What would ten year old me think of a Riri Williams card?
Would I like the design of her suit? Would I be intrigued that she was African American, or would I automatically lose interest, since I was a ten year old suburban white boy?
I will admit that I probably would be intrigued, but I most likely wouldn't pursue the series, unless she was featured in a cool cartoon, like the 90s X-men cartoon show, or Batman: The Animated series. Having a cartoon counterpart really upped the stock of certain superheroes, for me.
What does this have to do with an actual review of this trade?
Well, I guess my question is - Is it true that Riri Williams is a Mary Sue, made specifically for the Marvel SJW initiative that they began over a decade ago, replacing established White, Male characters with more diverse characters?
That should be followed with another question - If that is true, does that matter?
Let's answer that second question first? It doesn't matter
I have to make two points when I am reviewing this specific book. First off, I have to set aside my normal complaint about Bendis, which is in pretty much every review I have written about his work. That complain is, that Bendis will stretch out a story that could be told in two issues, into six issues, and you can feel it. The usual tell tale sign is panels that are filled with characters repeating the same information back and forth, but they have to resay the same thing, five different ways, because the person they are talking to is either confused or can't believe what they are seeing.
I see it every time I read his work, and after looking through my Goodreads account, Bendis is actually the writer whose stuff I have read the largest amount of. I have read and reviewed over 100 Bendis trades on Goodreads, and that number is growing.

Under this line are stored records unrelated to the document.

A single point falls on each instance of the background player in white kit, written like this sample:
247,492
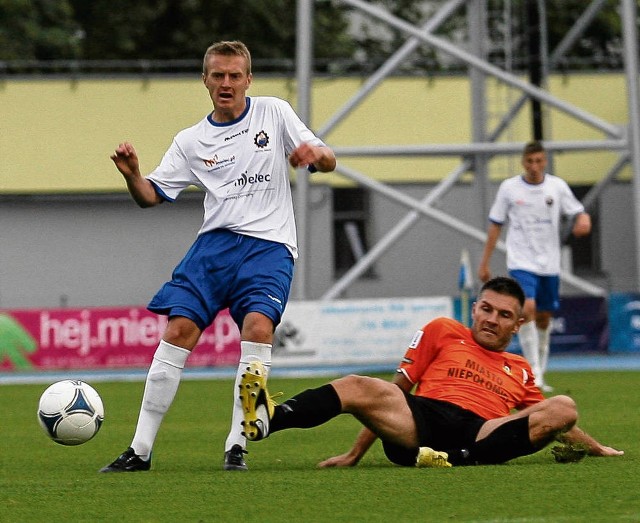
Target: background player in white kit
534,203
243,255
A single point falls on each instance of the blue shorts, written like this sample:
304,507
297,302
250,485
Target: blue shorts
225,269
545,290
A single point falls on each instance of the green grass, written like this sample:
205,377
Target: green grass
43,481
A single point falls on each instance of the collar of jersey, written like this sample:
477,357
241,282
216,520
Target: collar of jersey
226,124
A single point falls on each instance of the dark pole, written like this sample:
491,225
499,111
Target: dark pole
535,63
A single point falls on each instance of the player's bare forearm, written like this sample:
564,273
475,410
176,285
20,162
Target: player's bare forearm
493,233
126,161
142,192
321,157
578,436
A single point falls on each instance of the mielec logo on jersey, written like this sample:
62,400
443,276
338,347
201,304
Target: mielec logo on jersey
245,179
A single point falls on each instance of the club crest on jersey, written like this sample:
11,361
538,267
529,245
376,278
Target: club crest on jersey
261,140
416,339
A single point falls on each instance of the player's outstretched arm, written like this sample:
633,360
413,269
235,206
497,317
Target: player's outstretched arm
493,233
594,448
321,157
141,189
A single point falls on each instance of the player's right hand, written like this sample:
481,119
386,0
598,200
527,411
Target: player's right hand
126,159
344,460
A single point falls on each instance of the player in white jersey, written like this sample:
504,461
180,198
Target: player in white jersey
243,256
533,203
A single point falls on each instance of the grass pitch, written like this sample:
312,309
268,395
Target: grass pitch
43,481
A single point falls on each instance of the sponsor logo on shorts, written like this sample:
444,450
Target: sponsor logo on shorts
277,300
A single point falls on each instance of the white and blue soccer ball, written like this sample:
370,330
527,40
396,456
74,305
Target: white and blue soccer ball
70,412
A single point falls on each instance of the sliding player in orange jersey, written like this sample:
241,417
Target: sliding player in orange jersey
466,387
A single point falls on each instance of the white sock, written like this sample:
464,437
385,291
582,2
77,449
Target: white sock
161,386
544,337
528,336
249,351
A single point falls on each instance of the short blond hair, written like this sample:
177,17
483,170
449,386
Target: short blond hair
227,48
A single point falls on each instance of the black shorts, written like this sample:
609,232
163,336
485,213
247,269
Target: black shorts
441,425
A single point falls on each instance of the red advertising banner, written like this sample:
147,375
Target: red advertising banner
94,338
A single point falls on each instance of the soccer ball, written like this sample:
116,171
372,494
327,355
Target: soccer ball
70,412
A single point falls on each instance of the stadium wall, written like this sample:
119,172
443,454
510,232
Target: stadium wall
71,237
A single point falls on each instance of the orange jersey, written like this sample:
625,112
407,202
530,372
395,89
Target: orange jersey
447,364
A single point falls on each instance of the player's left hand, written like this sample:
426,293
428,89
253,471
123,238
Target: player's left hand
304,155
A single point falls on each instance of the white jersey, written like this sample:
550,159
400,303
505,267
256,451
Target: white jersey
534,212
242,167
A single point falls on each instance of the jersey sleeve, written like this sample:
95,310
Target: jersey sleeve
295,131
421,352
174,174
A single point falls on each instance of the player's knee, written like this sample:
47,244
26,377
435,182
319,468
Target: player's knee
181,332
562,412
355,391
258,328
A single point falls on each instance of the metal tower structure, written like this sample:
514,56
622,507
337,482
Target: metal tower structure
625,139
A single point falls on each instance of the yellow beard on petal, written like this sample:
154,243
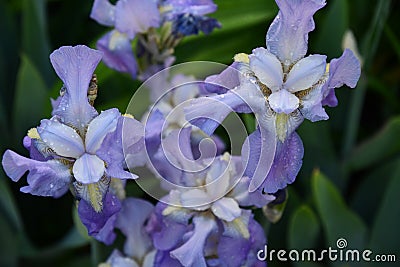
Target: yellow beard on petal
281,126
95,196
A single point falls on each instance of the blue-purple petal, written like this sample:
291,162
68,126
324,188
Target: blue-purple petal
45,178
343,70
88,169
191,252
96,221
61,138
287,164
75,66
258,153
118,53
287,37
131,221
207,113
136,16
103,12
99,127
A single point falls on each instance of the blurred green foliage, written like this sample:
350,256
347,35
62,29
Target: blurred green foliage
349,184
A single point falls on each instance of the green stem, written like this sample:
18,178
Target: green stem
369,46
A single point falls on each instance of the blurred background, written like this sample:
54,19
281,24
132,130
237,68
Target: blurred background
348,187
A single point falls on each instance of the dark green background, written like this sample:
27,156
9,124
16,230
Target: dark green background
349,184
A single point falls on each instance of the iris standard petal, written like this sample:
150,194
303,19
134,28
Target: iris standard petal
131,221
99,127
75,66
287,37
305,73
195,199
207,113
62,139
258,153
116,259
45,178
88,169
136,16
226,209
118,53
267,68
283,102
246,199
191,253
311,105
287,163
197,8
221,83
103,12
95,221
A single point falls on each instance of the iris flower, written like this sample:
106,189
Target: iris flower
203,222
78,147
282,87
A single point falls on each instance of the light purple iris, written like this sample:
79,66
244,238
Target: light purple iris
78,146
138,249
128,17
281,86
139,19
205,214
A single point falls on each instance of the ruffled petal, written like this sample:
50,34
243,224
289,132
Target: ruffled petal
311,105
191,253
195,199
99,127
136,16
258,153
118,53
283,102
226,209
267,68
246,199
207,113
45,178
131,221
167,230
96,221
305,73
287,164
344,70
287,37
88,169
116,259
197,8
228,79
103,12
61,138
75,66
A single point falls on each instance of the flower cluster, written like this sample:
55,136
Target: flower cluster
206,217
281,86
158,26
78,148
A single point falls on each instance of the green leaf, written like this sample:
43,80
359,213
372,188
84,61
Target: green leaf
30,98
362,200
8,245
303,228
383,145
7,206
249,12
384,237
35,42
331,30
338,220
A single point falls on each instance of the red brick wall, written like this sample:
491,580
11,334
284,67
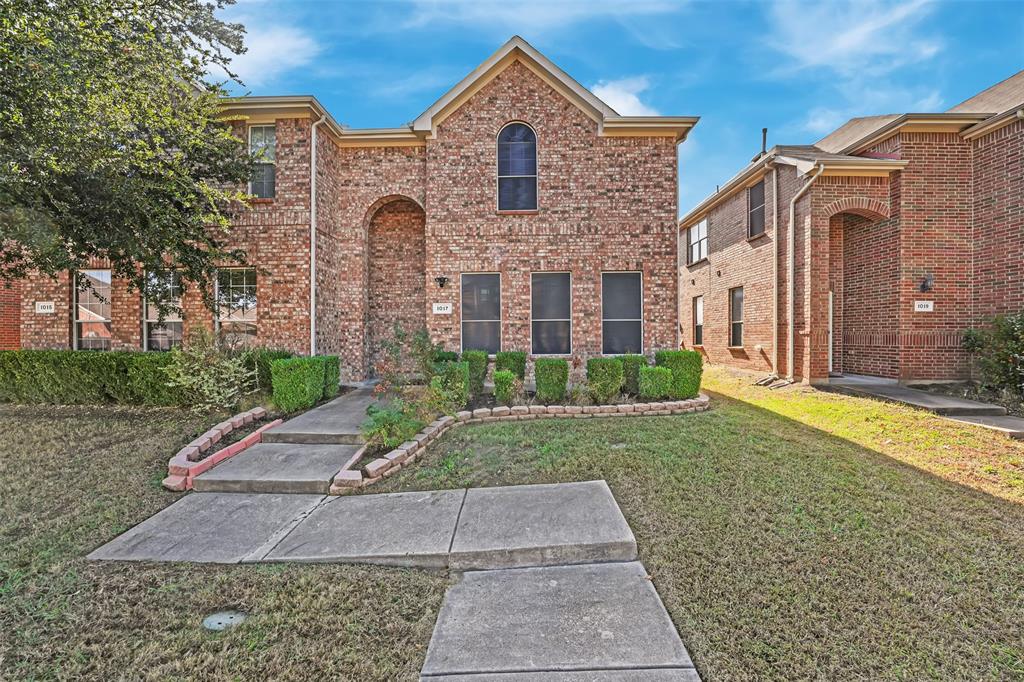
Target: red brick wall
998,221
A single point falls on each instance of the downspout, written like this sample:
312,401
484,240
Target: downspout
792,271
312,237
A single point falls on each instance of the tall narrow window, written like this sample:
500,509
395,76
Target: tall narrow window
698,321
92,310
167,334
622,313
263,144
696,238
551,313
516,168
481,311
736,316
237,305
756,208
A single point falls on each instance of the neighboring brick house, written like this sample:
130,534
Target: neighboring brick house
517,212
908,228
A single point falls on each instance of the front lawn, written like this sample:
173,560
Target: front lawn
75,477
797,534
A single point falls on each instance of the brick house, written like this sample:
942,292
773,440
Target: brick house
866,253
518,212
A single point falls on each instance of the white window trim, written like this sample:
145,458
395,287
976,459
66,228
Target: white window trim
537,176
501,311
642,350
532,320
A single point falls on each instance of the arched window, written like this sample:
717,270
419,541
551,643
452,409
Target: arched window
517,168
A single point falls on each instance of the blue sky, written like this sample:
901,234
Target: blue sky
799,69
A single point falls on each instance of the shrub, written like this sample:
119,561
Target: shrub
604,378
655,382
513,360
390,426
998,350
686,367
477,360
505,386
631,373
298,382
207,375
552,379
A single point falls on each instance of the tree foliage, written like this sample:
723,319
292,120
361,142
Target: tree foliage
111,140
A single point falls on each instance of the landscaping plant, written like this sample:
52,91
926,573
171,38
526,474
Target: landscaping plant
477,360
655,382
552,379
631,373
686,367
604,379
298,382
513,360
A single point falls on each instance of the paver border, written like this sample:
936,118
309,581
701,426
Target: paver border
348,480
181,471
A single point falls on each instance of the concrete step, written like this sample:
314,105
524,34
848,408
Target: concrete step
558,624
278,467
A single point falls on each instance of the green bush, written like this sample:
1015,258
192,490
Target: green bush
686,367
552,379
505,386
604,379
655,382
998,350
631,373
513,360
298,382
332,375
390,426
477,360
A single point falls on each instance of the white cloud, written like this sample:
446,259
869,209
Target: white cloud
624,95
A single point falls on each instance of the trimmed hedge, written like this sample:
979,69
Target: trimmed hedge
513,360
298,382
604,379
552,379
655,382
504,386
77,377
477,360
631,373
686,366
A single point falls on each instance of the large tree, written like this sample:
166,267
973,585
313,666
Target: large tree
111,141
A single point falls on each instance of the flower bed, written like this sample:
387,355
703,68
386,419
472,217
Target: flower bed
350,479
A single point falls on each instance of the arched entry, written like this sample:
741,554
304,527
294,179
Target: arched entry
396,269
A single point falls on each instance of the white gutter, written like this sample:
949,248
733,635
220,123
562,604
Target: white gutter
790,353
312,236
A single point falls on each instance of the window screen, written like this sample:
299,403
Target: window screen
237,305
736,316
622,326
756,204
92,310
167,334
516,168
481,312
551,315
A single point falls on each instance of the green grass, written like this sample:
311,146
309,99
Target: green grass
75,477
800,534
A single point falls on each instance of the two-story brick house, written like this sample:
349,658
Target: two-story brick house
518,212
868,252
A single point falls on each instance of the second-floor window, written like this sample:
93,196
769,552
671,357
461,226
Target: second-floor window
516,168
756,210
262,143
696,242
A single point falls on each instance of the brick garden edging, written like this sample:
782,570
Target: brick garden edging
349,479
181,470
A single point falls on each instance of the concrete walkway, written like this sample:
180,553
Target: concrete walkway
961,410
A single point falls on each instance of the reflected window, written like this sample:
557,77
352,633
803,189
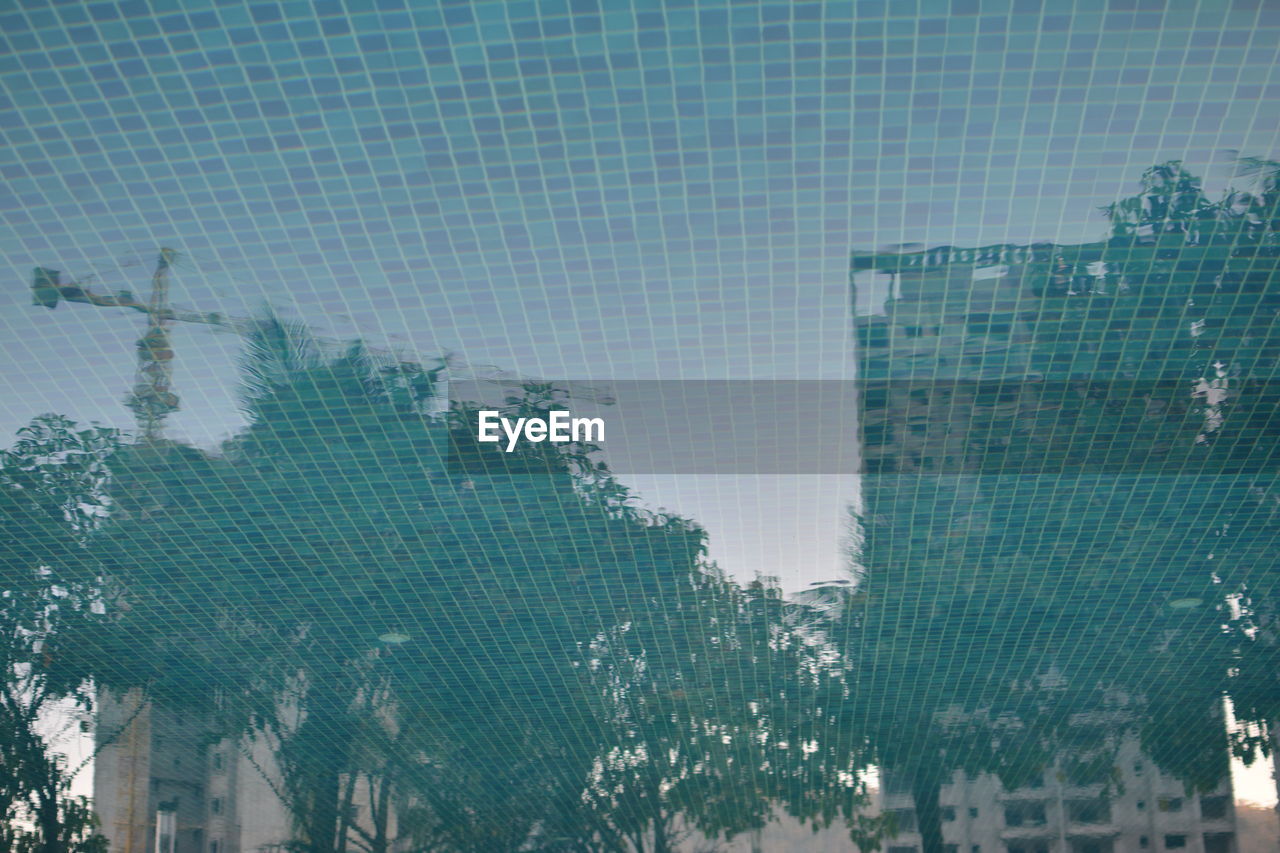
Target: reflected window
1088,811
1027,847
1217,843
1215,808
1091,845
1024,813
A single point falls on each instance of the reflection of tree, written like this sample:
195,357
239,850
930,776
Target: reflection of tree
1082,542
51,496
408,637
717,711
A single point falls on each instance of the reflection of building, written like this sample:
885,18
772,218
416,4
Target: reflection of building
1065,812
1037,410
161,771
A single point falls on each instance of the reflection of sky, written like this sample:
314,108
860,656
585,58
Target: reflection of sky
572,188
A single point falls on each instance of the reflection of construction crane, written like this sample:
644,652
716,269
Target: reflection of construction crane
152,397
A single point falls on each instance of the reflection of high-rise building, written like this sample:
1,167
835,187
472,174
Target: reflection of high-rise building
160,779
1043,419
1065,811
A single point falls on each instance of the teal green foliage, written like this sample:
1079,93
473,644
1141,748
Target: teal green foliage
261,584
51,501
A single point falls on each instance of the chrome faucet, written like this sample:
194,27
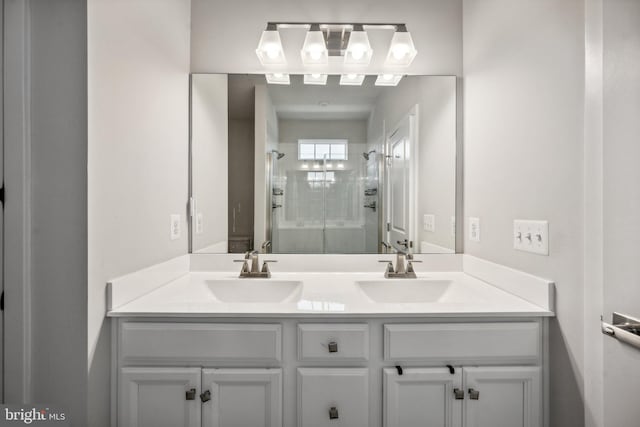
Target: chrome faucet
403,269
251,266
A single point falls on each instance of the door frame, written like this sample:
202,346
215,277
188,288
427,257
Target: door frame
17,212
411,115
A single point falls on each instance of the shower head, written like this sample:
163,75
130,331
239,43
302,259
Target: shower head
366,155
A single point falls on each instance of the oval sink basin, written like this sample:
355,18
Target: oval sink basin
255,290
404,290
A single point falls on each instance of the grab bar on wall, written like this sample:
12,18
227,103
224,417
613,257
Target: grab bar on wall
623,328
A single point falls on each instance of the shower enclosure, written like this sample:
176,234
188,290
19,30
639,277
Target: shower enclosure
323,205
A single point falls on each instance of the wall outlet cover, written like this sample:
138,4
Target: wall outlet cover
429,222
474,229
531,236
175,227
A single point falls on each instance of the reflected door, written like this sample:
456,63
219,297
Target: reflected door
400,179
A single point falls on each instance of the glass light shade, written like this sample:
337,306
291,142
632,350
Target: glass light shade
388,79
315,79
269,49
402,51
277,78
359,50
352,79
314,50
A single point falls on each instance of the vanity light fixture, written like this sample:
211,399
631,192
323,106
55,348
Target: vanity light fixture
277,78
358,50
315,79
388,79
352,79
402,50
314,50
270,51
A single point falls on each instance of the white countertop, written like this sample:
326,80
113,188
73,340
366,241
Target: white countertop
328,294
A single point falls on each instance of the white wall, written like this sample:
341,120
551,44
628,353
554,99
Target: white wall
621,201
523,127
209,156
138,107
436,98
435,25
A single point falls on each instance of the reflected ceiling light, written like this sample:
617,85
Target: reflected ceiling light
278,78
359,50
388,79
315,79
269,49
314,50
351,79
402,50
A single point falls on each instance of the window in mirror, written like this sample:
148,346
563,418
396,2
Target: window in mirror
317,149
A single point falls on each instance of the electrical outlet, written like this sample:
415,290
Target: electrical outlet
531,236
175,227
474,229
429,222
199,224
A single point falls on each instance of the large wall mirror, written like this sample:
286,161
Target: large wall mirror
303,168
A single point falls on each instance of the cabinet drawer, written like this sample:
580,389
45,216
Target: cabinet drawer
201,342
513,342
325,342
333,397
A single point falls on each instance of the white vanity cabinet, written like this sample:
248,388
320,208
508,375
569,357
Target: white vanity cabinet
470,397
329,372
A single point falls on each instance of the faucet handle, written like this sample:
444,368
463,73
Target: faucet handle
265,267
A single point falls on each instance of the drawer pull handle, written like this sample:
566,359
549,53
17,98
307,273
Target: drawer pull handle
190,394
333,413
474,394
206,396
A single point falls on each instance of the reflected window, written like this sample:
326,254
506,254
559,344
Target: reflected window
319,149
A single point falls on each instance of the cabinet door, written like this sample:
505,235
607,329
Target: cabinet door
242,398
333,397
422,397
157,397
506,397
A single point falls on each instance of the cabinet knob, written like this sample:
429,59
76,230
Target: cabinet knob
206,396
191,394
333,413
459,394
474,394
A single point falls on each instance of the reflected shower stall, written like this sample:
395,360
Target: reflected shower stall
325,200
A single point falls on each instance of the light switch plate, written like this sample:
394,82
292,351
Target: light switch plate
531,236
199,223
175,227
429,221
474,229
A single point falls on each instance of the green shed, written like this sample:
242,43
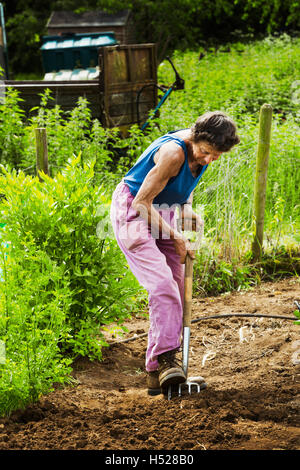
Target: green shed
74,51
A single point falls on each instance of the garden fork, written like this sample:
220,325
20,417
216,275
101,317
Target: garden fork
197,381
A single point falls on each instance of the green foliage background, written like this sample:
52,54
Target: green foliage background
190,24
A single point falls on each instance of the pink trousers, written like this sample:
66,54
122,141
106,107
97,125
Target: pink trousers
157,267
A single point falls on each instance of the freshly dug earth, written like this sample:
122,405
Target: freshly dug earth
251,365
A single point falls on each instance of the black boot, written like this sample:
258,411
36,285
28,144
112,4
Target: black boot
170,369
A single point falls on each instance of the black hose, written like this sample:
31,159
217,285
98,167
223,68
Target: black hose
138,98
225,315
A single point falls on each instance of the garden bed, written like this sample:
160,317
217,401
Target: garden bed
252,400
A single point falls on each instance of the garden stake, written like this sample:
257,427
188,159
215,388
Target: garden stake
197,381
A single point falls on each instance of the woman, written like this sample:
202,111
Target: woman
144,223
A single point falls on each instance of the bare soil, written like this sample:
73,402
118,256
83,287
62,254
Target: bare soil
252,401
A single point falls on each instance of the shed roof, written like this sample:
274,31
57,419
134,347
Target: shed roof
88,18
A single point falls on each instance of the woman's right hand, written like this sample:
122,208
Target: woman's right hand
181,245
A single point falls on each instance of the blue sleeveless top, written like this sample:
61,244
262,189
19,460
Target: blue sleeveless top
178,188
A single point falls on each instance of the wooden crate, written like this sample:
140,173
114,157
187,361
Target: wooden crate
124,70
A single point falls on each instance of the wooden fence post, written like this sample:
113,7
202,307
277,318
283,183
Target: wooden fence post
41,151
262,160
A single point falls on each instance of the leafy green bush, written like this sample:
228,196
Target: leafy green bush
33,305
61,216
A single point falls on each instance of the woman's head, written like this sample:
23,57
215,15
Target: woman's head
217,129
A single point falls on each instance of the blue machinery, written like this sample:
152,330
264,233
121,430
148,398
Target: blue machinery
177,85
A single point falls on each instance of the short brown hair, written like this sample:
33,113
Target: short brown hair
216,128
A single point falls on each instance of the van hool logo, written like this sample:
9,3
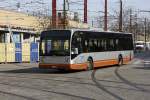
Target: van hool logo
34,50
18,49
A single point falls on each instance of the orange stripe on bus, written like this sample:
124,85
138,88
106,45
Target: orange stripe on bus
83,66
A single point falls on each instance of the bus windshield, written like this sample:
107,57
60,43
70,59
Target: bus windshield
55,43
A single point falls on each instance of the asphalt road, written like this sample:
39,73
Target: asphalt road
27,82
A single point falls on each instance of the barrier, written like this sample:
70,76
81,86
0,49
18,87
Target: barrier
18,52
2,52
26,52
34,50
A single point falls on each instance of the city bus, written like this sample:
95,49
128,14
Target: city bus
84,49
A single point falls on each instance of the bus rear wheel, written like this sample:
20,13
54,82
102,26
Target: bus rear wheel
90,64
120,61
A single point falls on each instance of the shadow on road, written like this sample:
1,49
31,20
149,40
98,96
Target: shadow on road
36,70
100,86
130,83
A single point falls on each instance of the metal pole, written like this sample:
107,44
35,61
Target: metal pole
120,17
85,11
64,10
54,15
130,28
145,22
105,16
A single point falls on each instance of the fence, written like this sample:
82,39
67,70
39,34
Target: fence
19,52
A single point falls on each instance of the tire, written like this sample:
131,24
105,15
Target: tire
90,64
120,61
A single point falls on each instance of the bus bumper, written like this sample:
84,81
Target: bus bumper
63,66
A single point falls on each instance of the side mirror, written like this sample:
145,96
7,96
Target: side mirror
75,51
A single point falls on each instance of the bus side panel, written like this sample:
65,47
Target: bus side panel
101,59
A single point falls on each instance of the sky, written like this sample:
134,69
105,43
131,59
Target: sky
93,5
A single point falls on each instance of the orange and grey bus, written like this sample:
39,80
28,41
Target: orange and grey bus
84,49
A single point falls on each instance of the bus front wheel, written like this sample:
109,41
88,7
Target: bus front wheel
90,64
120,60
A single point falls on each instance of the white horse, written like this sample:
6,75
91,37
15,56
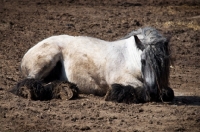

I am able to overlook his redundant dialogue because of two things - It is usually quite witty and because he can also convey a ton of emotion within a panel that has no dialogue at all. He hits you with panel after panel of redundant, witty dialogue, and then gives you a splash page of random violence, or pure wonder. There is a reason I have read so many of his books.
The other important point to focus on is, how does Riri stand, on her own as a character? By the time I am writing this review, Tony Stark is already back as Iron Man. I am assuming Riri is going to get her own Ironheart series. this isn't any kind of shock. So, would I be excited to read an Ironheart Trade, if I was able to find one in the library?
If written as well as Bendis has, in this trade, I would love to follow Riri in another adventure. I want to see what happens with her and her mother. I want to see her interacting with other Teenage Marvel heroes, like the Champions. Sure, she happens to be a techno genius on par with Tony Stark, and yet she is a teenage girl, but so what? Is it just because she is African American and a woman, that people have an issue with this? How many teenage (or younger) male geniuses do comic book readers accept? How many white, female Teenage (or younger) geniuses do comic book readers accept? I am thinking of Valeria Richards, as a prime example.
If Riri wasn't a genius, how would she have been able to create a suit similar to Stark's design? That is the ultimate point here, a point that maybe 10 year old me would have overlooked - Riri, whether she is a female or male, whether she is African American or Asian or Latino, it doesn't matter. her key component is that she is a socially awkward genius, that comes from an inner city background, and was able to create an armor similar to what one of the founding members of the avengers uses. Those who wont allow an African American girl fill that role certainly shouldn't be following a book about a character who is a futurist, like Tony Stark.